If you actually attempted to describe a real galaxy-conquering civilisation, it would take a lot of bits to specify which one you were looking at—because the method of getting there will necessarily have involved time-and-space constraints.
Those bits will have come from the galaxy—which is large and contains lots of information.
More abstractly, “Find a root of y = sin(x)” is a simple problem with many K-complex solutions. Simple problems really can have K-complex solutions.
A particular galaxy-conquering civilization might have high Kolmogorov complexity, but if you can phrase the request “find me a galaxy-conquering civilization” using a small number of bits, and if galaxy-conquering civilizations exist, then there is a solution with low Kolmogorov complexity.
Hmm, okay. I should not have said “there are no simple problems with complex solutions.” Rather, there are no simple problems whose only solutions are complex. Are we in agreement?
Joke counterexample:
x^2 = −1 is a simple problem that only has complex solutions. ;)

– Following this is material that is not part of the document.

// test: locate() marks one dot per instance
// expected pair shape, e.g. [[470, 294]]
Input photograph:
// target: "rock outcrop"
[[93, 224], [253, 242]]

(Of course, that’s not the meaning of “complex” that you meant.)
Serious counterexample:
The four-color theorem is relatively simple to describe, but the only known proofs are very complicated.
Gah, don’t over-qualify jokes! It’s a supplicating behavior and seeking permission to be funny blunts the effect. Just throw the “X^2 = −1” out there (which is a good one by the way) and then go on to say “A more serious counterexample”. That’s more than enough for people to ‘get it’ and anyone who doesn’t will just look silly.
This is the Right (Wedrifid-Laughter-Maximising) thing to do.
I’m sorry. :(
Was that a practical joke on wedrifid?
It is now!
Nice. Die. :P
But that complicated proof could be concisely provided via a universal proof algorithm and the statement of the four color theorem.
Exactly! The Kolmogorov complexity is not very high.
I am not sure.
How about: what is the smallest number that can’t be described by an English sentence of less than ten thousand words? ;-)
Of course, knowing that a K-simple solution existed in the form of the problem specification would not help very much in constructing/implementing it.
Simple in terms of kolmogorov complexity, that is. Simple to do? No.